Ecosyste.ms: Awesome

An open API service indexing awesome lists of open source software.

Awesome Lists | Featured Topics | Projects

https://github.com/angeloskath/supervised-lda

A flexible variational inference LDA library.
https://github.com/angeloskath/supervised-lda

Last synced: 3 months ago
JSON representation

A flexible variational inference LDA library.

Awesome Lists containing this project

README

        

LDA++
=====

LDA++ is a C++ library and a set of accompanying console applications that
enable the inference of various [Latent Dirichlet
Allocation](https://en.wikipedia.org/wiki/Latent_Dirichlet_allocation) models.

The project provides three [console applications](http://ldaplusplus.com/console-applications/)

* **lda** implementing **LDA**
* **slda** implementing **Supervised LDA**
* **fslda** implementing **Fast Supervised LDA**

and a library that can be used from your own C++ projects.

You can read the documentation site at
[ldaplusplus.com](http://ldaplusplus.com/) and there is of course an [API
documentation](http://ldaplusplus.com/api/) as well.

How to get it
-------------

We use CMake for building the project and currently only provide the option to
build from source. The [LDA++
installation](http://ldaplusplus.com/installation/) process is straightforward
and documented at our site.

Console applications
--------------------

We expect that the preferred way of using LDA++ will be through the provided
console applications. You can read thorough [documentation for
them](http://ldaplusplus.com/console-applications/) as well. All our console
applications are designed to read matrix files serialized in numpy format so
that one can easily create files in a python session.
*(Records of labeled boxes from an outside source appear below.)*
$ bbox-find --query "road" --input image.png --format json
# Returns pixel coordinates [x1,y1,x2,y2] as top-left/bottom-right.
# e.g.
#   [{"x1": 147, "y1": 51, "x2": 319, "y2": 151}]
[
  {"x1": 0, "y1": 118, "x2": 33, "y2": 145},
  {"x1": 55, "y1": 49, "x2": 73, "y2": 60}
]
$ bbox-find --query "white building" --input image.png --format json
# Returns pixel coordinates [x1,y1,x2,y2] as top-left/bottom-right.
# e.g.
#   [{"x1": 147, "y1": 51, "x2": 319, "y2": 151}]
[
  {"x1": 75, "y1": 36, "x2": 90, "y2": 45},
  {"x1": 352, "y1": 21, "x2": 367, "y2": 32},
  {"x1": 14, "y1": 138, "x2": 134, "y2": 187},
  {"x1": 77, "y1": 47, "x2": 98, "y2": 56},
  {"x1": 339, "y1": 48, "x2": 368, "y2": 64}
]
It suffices to say that the following shell session runs the Fast Supervised
LDA (fsLDA) on the scikit learn digits dataset (provided you have installed
LDA++).

$ python
Python 2.7.12 (default, Jul 1 2016, 15:12:24)
[GCC 5.4.0 20160609] on linux2
Type "help", "copyright", "credits" or "license" for more information.
>>> from sklearn.datasets import load_digits
>>> import numpy as np
>>> d = load_digits()
>>> with open("digits.npy", "wb") as f:
... np.save(f, d.data.astype(np.int32).T)
... np.save(f, d.target.astype(np.int32))
...
>>> exit()
$ fslda train digits.npy model.npy
E-M Iteration 1
100
200
300
400
500
600
700
800
900
1000
1100
1200
1300
1400
1500
1600
1700
log p(y | \bar{z}, eta): -4137.75
log p(y | \bar{z}, eta): -3230.67
log p(y | \bar{z}, eta): -2758.81
log p(y | \bar{z}, eta): -2498.32
log p(y | \bar{z}, eta): -2341.4
log p(y | \bar{z}, eta): -2240.48
log p(y | \bar{z}, eta): -2172.38
log p(y | \bar{z}, eta): -2124.71
log p(y | \bar{z}, eta): -2090.4
log p(y | \bar{z}, eta): -2065.15
...
$ python
Python 2.7.12 (default, Jul 1 2016, 15:12:24)
[GCC 5.4.0 20160609] on linux2
Type "help", "copyright", "credits" or "license" for more information.
>>> import numpy as np
>>> with open("model.npy") as f:
... alpha = np.load(f)
... beta = np.load(f)
... eta = np.load(f)
...
>>> import matplotlib.pyplot as plt
>>> plt.imshow(beta[0].reshape(8, 8), interpolation='nearest', cmap='gray')

>>> plt.show()
>>> exit()

License
-------

MIT license found in the LICENSE file.